I couldn't tell you. I've never had wine with sushi, unless we're talking sake. For sake, I prefer Kubota with my sushi. There three common varieties of Kubota; senjyu, hekijyu, and manjyu. The senjyu, while least expensive, tastes rather like jet fuel. Of the two remaining, most prefer manjyu. It is the most expensive at anywhere between $80 and $150 for the small bottle. I prefer the hekijyu, which is very mellow. Price for the hekijyu isusually between $45 and $60 for the small bottle. Keep in mind though, that this is a premium sake brewed only in Japan, and is fairly difficult to find int he states. Kurusawa is very similar in taste and comes in at less than half the cost. It is also somewhat easier to find. These are best served cold. 

Now, my preferred beverage with sushi is good old fashioned beer. Light beers tend to compliment the flavors more than the darker beers. My personal choice for sushi has always been Sapporro. 

I'm not sure this answers your question, but hopefully it gives you some info you didn't have before.


----------



## shakespeare (Mar 10, 2005)

Sushi!!!
on puff.com?

isn´t this in some wierd way cannibalism?


----------



## RicoPuro (Sep 24, 2008)

Shame on me for admitting to my cannibalistic tendencies in the open...having said that, since when did bigger fish stopp eating the smaller variety?

Sapporo and Asahi have been my beverages of choice until now. I have a hard time combing a warm liquid with sushi for some reason so I'll pass on sake or green tea.
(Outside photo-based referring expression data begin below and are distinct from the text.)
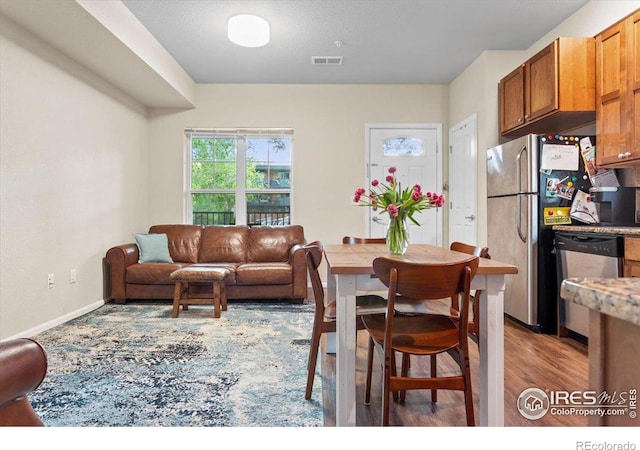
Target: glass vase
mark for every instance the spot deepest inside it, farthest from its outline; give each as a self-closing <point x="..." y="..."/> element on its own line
<point x="397" y="235"/>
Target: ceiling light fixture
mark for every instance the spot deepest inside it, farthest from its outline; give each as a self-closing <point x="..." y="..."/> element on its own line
<point x="248" y="30"/>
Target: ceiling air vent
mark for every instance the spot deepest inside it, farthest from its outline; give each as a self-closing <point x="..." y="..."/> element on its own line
<point x="326" y="60"/>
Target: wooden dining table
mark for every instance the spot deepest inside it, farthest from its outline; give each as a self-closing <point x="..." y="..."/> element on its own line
<point x="350" y="269"/>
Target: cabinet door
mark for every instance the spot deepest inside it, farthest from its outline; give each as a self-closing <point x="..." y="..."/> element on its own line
<point x="611" y="59"/>
<point x="511" y="94"/>
<point x="634" y="86"/>
<point x="541" y="83"/>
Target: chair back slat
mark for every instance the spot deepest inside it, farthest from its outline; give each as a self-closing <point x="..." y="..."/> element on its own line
<point x="425" y="281"/>
<point x="314" y="252"/>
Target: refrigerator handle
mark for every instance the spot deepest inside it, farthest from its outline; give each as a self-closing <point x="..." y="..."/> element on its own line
<point x="523" y="238"/>
<point x="519" y="168"/>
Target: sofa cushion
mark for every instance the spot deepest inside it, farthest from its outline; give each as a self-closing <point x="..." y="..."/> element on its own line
<point x="184" y="241"/>
<point x="222" y="243"/>
<point x="273" y="243"/>
<point x="256" y="274"/>
<point x="152" y="273"/>
<point x="153" y="248"/>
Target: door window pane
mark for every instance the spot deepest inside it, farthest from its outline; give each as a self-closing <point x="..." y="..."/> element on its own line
<point x="213" y="209"/>
<point x="268" y="209"/>
<point x="268" y="163"/>
<point x="403" y="146"/>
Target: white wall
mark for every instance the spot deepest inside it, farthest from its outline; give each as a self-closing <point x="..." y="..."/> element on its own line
<point x="73" y="181"/>
<point x="476" y="89"/>
<point x="329" y="126"/>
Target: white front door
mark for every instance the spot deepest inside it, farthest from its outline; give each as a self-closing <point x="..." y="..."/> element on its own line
<point x="413" y="150"/>
<point x="463" y="202"/>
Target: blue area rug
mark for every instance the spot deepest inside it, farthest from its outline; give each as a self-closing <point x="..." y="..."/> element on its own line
<point x="134" y="366"/>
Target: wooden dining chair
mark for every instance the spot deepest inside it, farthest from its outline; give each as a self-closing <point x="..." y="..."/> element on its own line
<point x="424" y="334"/>
<point x="324" y="319"/>
<point x="358" y="240"/>
<point x="412" y="307"/>
<point x="474" y="323"/>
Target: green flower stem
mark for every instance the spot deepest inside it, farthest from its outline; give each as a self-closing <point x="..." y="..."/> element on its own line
<point x="397" y="237"/>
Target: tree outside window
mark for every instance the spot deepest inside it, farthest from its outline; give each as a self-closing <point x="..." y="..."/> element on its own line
<point x="223" y="191"/>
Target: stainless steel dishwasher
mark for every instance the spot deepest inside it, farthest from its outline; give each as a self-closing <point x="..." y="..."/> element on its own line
<point x="584" y="255"/>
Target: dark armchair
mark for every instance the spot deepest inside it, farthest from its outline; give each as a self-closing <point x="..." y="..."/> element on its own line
<point x="23" y="366"/>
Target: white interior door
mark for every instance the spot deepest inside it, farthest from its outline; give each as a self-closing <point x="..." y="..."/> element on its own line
<point x="413" y="150"/>
<point x="463" y="201"/>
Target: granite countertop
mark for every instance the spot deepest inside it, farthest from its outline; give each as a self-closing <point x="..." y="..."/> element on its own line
<point x="616" y="297"/>
<point x="631" y="231"/>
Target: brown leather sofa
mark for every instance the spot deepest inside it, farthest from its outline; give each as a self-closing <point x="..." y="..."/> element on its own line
<point x="266" y="262"/>
<point x="23" y="366"/>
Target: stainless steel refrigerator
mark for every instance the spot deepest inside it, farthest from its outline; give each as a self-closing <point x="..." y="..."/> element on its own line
<point x="518" y="197"/>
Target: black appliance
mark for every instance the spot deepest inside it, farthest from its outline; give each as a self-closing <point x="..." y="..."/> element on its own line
<point x="615" y="205"/>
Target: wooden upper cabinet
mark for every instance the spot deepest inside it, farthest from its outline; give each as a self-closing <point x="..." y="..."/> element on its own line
<point x="557" y="90"/>
<point x="512" y="99"/>
<point x="618" y="94"/>
<point x="541" y="83"/>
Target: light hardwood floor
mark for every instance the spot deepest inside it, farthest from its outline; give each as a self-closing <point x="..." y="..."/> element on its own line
<point x="531" y="360"/>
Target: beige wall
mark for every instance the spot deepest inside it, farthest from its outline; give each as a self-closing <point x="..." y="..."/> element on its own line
<point x="73" y="181"/>
<point x="476" y="89"/>
<point x="329" y="126"/>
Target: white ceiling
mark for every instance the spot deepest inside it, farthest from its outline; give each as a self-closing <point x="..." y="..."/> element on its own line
<point x="383" y="41"/>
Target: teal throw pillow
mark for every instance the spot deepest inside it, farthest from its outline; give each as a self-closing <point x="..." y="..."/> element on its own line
<point x="153" y="248"/>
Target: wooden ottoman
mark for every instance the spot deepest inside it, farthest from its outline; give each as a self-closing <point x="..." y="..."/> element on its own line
<point x="200" y="274"/>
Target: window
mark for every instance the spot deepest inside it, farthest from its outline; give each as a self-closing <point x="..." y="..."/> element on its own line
<point x="403" y="146"/>
<point x="239" y="177"/>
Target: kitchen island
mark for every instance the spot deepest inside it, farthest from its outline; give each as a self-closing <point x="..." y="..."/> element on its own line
<point x="614" y="342"/>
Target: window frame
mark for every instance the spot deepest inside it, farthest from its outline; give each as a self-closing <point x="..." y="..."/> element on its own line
<point x="241" y="191"/>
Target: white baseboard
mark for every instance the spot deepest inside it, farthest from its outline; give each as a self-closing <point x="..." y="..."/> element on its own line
<point x="58" y="321"/>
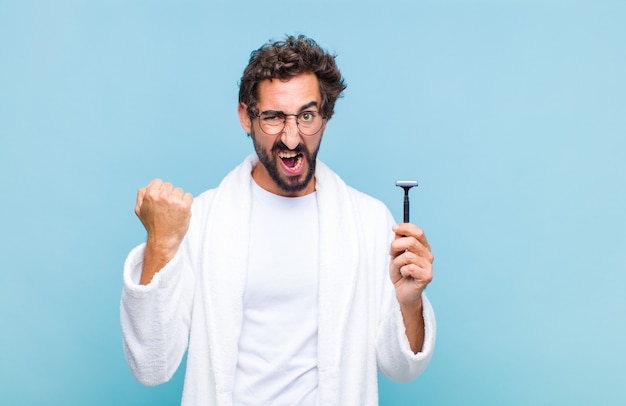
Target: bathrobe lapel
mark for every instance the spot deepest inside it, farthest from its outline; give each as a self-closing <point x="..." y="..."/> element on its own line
<point x="226" y="266"/>
<point x="339" y="254"/>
I could give a saketini a chance though.

Riesling or chenin blanc would make logical choces now that you mentioned...

Jorge


----------



## shakespeare (Mar 10, 2005)

RicoPuro said:


> Shame on me for admitting to my cannibalistic tendencies in the open...having said that, since when did bigger fish stopp eating the smaller variety?....
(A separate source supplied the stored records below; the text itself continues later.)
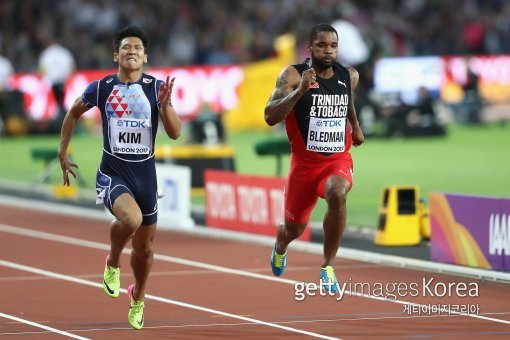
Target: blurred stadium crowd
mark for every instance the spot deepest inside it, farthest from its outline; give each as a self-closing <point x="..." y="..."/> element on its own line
<point x="230" y="31"/>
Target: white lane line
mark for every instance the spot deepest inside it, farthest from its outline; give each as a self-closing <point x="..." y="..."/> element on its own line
<point x="96" y="245"/>
<point x="34" y="324"/>
<point x="158" y="298"/>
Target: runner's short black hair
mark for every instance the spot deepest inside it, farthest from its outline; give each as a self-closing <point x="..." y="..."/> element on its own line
<point x="130" y="31"/>
<point x="314" y="32"/>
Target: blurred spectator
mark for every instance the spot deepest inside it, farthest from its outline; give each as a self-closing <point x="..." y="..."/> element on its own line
<point x="12" y="115"/>
<point x="56" y="64"/>
<point x="6" y="70"/>
<point x="419" y="119"/>
<point x="470" y="108"/>
<point x="229" y="31"/>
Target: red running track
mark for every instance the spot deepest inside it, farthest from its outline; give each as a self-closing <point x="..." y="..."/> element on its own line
<point x="201" y="287"/>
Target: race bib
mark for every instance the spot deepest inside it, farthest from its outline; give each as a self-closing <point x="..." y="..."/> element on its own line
<point x="326" y="135"/>
<point x="130" y="136"/>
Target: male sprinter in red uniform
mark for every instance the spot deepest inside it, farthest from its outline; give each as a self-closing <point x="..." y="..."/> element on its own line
<point x="316" y="99"/>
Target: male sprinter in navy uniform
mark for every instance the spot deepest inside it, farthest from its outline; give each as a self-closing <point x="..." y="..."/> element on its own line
<point x="315" y="99"/>
<point x="130" y="102"/>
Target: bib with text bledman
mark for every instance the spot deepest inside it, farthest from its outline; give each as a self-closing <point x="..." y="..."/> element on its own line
<point x="326" y="135"/>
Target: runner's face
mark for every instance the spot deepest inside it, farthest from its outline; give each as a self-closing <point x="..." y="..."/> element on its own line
<point x="324" y="49"/>
<point x="131" y="54"/>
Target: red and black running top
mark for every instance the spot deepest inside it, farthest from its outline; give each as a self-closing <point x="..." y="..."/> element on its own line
<point x="317" y="126"/>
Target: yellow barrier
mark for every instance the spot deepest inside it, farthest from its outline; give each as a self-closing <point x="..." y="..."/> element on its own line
<point x="403" y="219"/>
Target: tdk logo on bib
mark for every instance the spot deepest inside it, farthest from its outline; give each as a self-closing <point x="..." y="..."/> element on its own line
<point x="329" y="123"/>
<point x="135" y="124"/>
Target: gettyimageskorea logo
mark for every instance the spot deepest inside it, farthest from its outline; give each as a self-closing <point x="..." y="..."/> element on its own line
<point x="427" y="287"/>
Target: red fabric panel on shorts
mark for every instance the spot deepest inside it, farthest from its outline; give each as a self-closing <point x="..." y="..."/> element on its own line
<point x="306" y="182"/>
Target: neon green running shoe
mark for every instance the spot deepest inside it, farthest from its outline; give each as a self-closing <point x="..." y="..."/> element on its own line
<point x="328" y="278"/>
<point x="135" y="315"/>
<point x="111" y="280"/>
<point x="278" y="262"/>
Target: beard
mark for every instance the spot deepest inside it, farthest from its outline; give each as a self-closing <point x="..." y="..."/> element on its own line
<point x="323" y="63"/>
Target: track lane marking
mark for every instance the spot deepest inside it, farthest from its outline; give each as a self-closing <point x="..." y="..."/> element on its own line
<point x="69" y="278"/>
<point x="37" y="325"/>
<point x="103" y="246"/>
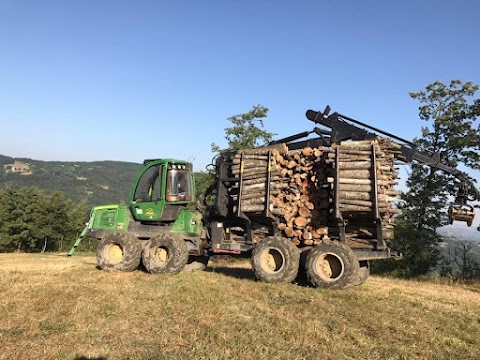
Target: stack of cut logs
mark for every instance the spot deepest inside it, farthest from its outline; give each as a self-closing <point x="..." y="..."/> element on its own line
<point x="301" y="193"/>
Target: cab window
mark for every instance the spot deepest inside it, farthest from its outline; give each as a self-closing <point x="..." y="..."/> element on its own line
<point x="178" y="185"/>
<point x="148" y="188"/>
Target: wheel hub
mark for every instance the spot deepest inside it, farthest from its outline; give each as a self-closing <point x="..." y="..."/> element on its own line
<point x="272" y="260"/>
<point x="161" y="255"/>
<point x="329" y="267"/>
<point x="114" y="253"/>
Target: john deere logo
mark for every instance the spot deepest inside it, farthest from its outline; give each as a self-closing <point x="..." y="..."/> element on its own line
<point x="149" y="212"/>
Very true... Survival of the fittest. 
Excuse my ignorance


----------



## Scott W. (Jul 10, 2008)

RicoPuro said:


> Shame on me for admitting to my cannibalistic tendencies in the open...having said that, since when did bigger fish stopp eating the smaller variety?
> 
> Sapporo and Asahi have been my beverages of choice until now. I have a hard time combing a warm liquid with sushi for some reason so I'll pass on sake or green tea. I could give a saketini a chance though.
> 
> ...


I think either would work fine. Give it a try.


----------



## d_day (Aug 24, 2008)

RicoPuro said:


> I have a hard time combing a warm liquid with sushi for some reason so I'll pass on sake...
> Jorge


 In Japan, hot sake is the equivalent of something like mad dog 20/20. It's a cheap high, but tastes terrible. There are lots of fantastic sakes available, all of which should be served cold.


----------



## J.Lazy (Mar 21, 2008)

very true i also prefer cold sake with my sushi.


----------



## MadAl (Feb 19, 2006)

Sake, warm or chilled.


----------



## Puro_Angler (Mar 23, 2006)

Cold sake AND Dos XX every time.


----------



## paperairplane (Nov 8, 2007)

sauvignon blanc, pinot gris, pouilly fouisse


----------



## omowasu (Aug 9, 2006)

I agree with everyones suggestion of Sake, but to be honest, you could even do a good Cabernet Sauvignon with sushi. It really depends on your tastes and the type of sushi you are consuming. I have found that a good Cabernet or Syrah can go phenomenally with fatty sushi, such as Toro or eel, and salty/umami sushi made of roe. 

Give a few different combinations a try... I was recently impressed with a combination of Stags Leap petite syrah and a plate of sashimi and rolls...


----------



## mosesbotbol (Sep 21, 2005)

Champagne

Sauvignon Blanc

Some Pinot Noir

Unoaked Chard's


----------



## LynnB (Nov 10, 2008)

fyi, warm sake is usually the cheap stuff. They warm it to mask the taste.

There are lots of virieties, but I found SakeOne a couple years ago and suck up about everything they offer. I can practically pop a straw in a bottle of there "G" and just drink the whole thing straight, and it ain't one of those little half bottles you get either.

I'd take a look at there site to get some ideas:
SakeOne

Most of there stuff is pretty reasonably priced.


----------



## mrreindeer (Sep 4, 2008)

shakespeare said:


> Sushi!!!
> on puff.com?
> 
> isn´t this in some wierd way cannibalism?


:r :r



RicoPuro said:


> I have a hard time combing a warm liquid with sushi for some reason so I'll pass on sake or green tea. I could give a saketini a chance though.


Jorge - I'm with you (sorry Scott). Warm (or hot) sake always makes my stomach turn (even smelling it) but man oh man, are there some great sakes out there nowadays, and always to be had cold. My favorite description of sake: tastes of marshmallow.



d_day said:


> In Japan, hot sake is the equivalent of something like mad dog 20/20.


I didn't know that Phil; no wonder I hate it hot! (except the ladies)



omowasu said:


> I agree with everyones suggestion of Sake, but to be honest, you could even do a good Cabernet Sauvignon with sushi. It really depends on your tastes and the type of sushi you are consuming. I have found that a good Cabernet or Syrah can go phenomenally with fatty sushi, such as Toro or eel, and salty/umami sushi made of roe.
> 
> Give a few different combinations a try... I was recently impressed with a combination of Stags Leap petite syrah and a plate of sashimi and rolls...


Very interesting; I'd never think of trying a red but you make some good damn points. I was going to suggest a Chardonnay or a Pinot Gris/Grigio, something nice, light & fruity.


----------